# A Little Window Color...



## Staunton Dan (Sep 10, 2008)

Not much  to do on a rainy day so I thought that I would show
  a few of my window bottles. Let's see some of your different colors too.


----------



## Jim (Sep 10, 2008)

Nice display, Dan. ~Jim


----------



## buzzkutt033 (Sep 10, 2008)

like'em all but i'm going with the skinny teal one kinda in the middle of the pack.  thanx for sharing.

 Jim


----------



## Staunton Dan (Sep 10, 2008)

That's one of my favorite too. Just found it about 2 months ago. The 2 on each side plus the teal make a good trio. Thanks for commenting.


----------



## 77waystodeal3 (Sep 10, 2008)

Have To Agree, Like those odd shapes..[8D]


----------



## annie44 (Sep 10, 2008)

That's a fantastic photo!  Great lineup of fantastic colors.   That is an unusually bright green for a case gin.


----------



## Staunton Dan (Sep 10, 2008)

It's the only non-dug of the bunch. May be a repro but it isn't a Wheaton so I'm not sure. I just added it into the photo because of the color. Everything else was dug and a few were tumbled. I tumbled the honey amber Schnapps by myself using a rock tumbler. I'm only able to do the inside but that's the hardest part to get clean.
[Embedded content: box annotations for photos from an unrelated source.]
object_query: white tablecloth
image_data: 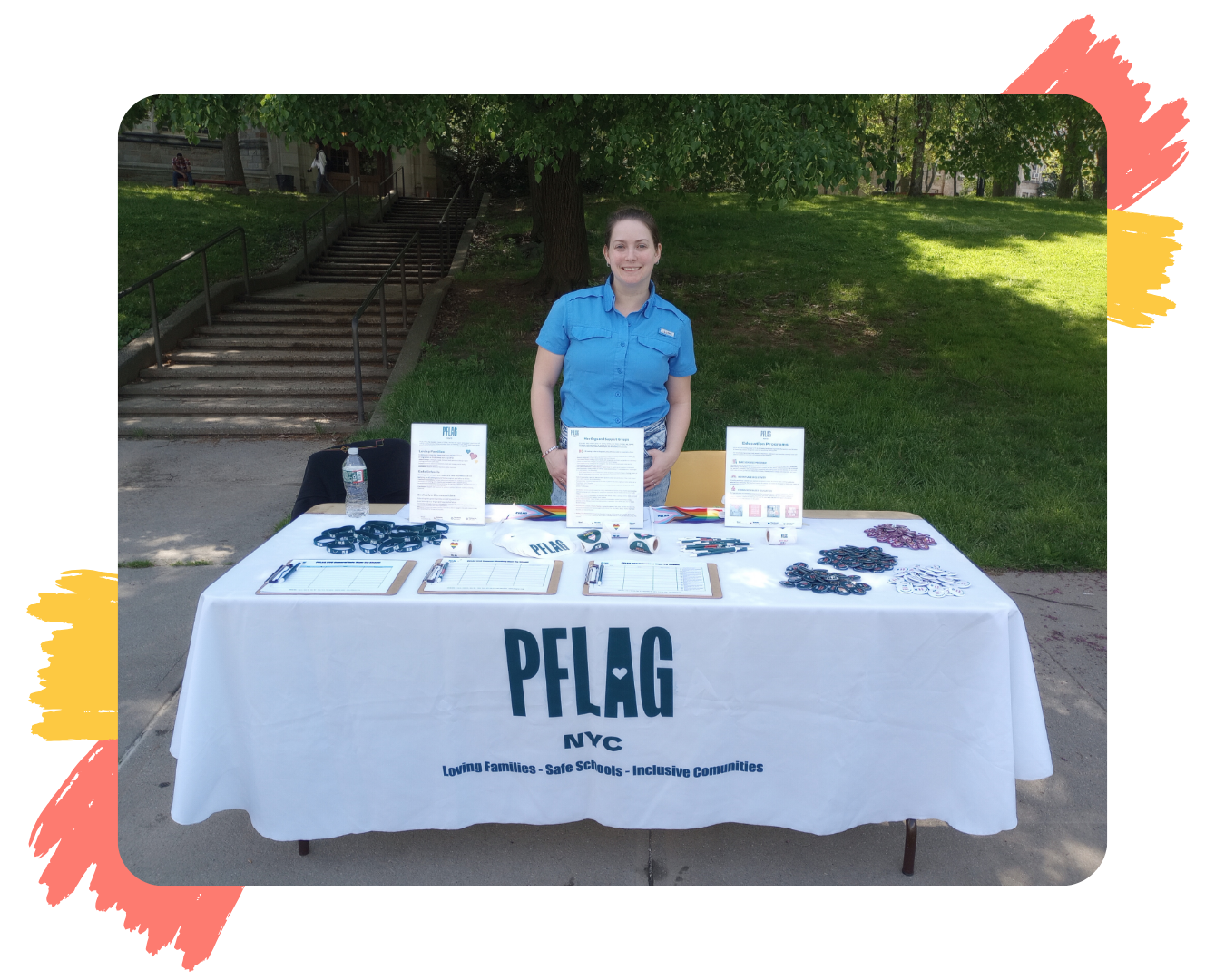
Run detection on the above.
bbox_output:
[171,514,1053,840]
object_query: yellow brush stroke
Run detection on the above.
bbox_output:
[25,568,119,741]
[1106,210,1183,329]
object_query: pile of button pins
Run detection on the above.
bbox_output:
[315,521,451,555]
[817,544,898,572]
[779,561,872,595]
[889,564,970,599]
[864,524,936,552]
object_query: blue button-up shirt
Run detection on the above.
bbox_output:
[536,276,697,429]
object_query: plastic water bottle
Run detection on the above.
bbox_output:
[340,446,370,517]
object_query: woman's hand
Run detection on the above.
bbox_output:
[532,347,566,490]
[646,449,680,490]
[544,449,566,490]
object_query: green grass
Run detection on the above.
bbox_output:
[115,180,345,349]
[363,195,1107,568]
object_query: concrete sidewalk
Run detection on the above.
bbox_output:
[118,438,1109,885]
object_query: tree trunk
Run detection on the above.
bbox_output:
[524,157,544,241]
[532,151,592,299]
[1093,143,1106,201]
[910,95,931,197]
[221,130,250,193]
[885,92,902,193]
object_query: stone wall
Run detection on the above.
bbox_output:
[115,126,277,188]
[115,122,438,197]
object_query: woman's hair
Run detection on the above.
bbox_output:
[604,207,659,248]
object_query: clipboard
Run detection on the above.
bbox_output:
[255,559,416,595]
[583,561,723,599]
[416,559,561,595]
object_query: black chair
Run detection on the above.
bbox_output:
[289,438,410,519]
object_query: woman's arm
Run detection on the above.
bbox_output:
[532,346,568,490]
[642,375,692,490]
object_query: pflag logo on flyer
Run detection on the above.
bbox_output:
[503,626,672,718]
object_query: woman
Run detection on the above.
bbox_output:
[310,140,336,195]
[532,207,697,507]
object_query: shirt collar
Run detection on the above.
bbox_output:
[601,273,658,318]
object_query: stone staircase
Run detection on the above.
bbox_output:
[302,191,480,288]
[118,193,476,437]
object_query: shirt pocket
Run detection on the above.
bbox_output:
[566,323,612,340]
[634,333,681,360]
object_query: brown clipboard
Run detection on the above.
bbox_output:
[583,561,723,599]
[416,559,561,595]
[255,559,416,595]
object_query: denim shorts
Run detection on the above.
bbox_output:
[549,416,672,507]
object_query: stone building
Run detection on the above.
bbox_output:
[115,113,440,197]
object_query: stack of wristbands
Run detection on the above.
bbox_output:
[315,521,451,555]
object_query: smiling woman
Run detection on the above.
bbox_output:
[532,209,697,507]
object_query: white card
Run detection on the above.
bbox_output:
[408,423,486,524]
[723,426,804,528]
[566,429,644,528]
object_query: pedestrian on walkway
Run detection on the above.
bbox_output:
[171,153,196,188]
[310,140,336,195]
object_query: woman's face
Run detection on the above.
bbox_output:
[604,220,662,286]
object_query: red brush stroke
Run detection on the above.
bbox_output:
[1004,17,1187,211]
[29,741,242,970]
[38,17,1171,970]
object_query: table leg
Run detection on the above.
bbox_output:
[902,819,919,875]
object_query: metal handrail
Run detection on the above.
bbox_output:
[353,231,425,425]
[115,225,251,368]
[438,184,463,264]
[302,174,361,272]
The outside wasn't too bad and I hand polished it.


----------



## E (Sep 12, 2008)

Sorry,  all I see when I look at those pics is that McCormack blob = now that's the stuff.

 Nice pics, wish I had photog skilz.


----------



## sweetrelease (Sep 15, 2008)

from the look in the pic the case gin looks real. where did you get it? do you have some pics of the lip and base "close up"? not sure but from your pic the lip looks applied and the glass looks crude ,more pics please[]


----------



## jesster (Sep 23, 2008)

heres what I have in the basement window. just for color.


----------



## jesster (Sep 23, 2008)

hopefully I can replace with nicer, cleaner examples. but after a year, this is it.


----------



## jesster (Sep 23, 2008)




----------



## jesster (Sep 23, 2008)

pay no attention to the cobwebs. they're for.....halloween.


----------



## capsoda (Sep 23, 2008)

Nice color display Tom. I just had to take mine down to make room for a new intertainment center. I'll have to figure out some place else to set it up.


----------



## Road Dog (Sep 28, 2008)

Abit of color.


----------



## kanudigit? (Sep 28, 2008)

........daaaaaaaaaaaamn.......


----------



## E (Oct 6, 2008)

Hey Dan,

 Was wondering if anyone met your price for the McCormack on saturday after I left the show (Richmond).  She's a nice one, hoping she'll be around awhile so I can dream about making you an offer sum day...

 Nice meeting you - hoping to dig with you in near future (we still need to give Charlottesville a try).

 E


----------



## pinkava (Oct 6, 2008)

i hope this works 
 this is my first time here
 i got this pic yesterday and now use it for my desktop


----------



## RICKJJ59W (Oct 6, 2008)

I came asross this post,my camara was sitting next to me.........
   I call this the mixed bag sill []


----------



## RICKJJ59W (Oct 6, 2008)

Welcome Pink, nice bottles.   Rick


----------



## Penn Digger (Oct 15, 2008)

Road Dog, very nice.


----------



## Oldihtractor (Nov 9, 2008)

Some Pontiled Phiadelphia colors...


----------



## Stardust (Nov 9, 2008)

THIS WAS A REAL TREAT....
 LIKE A FIREWORKS DISPLAY OF BEAUTIFUL BOTTLES.
 LOVED THEM ALL...
 HOPE MORE WILL BE ADDED....
 THANKS ALL []


----------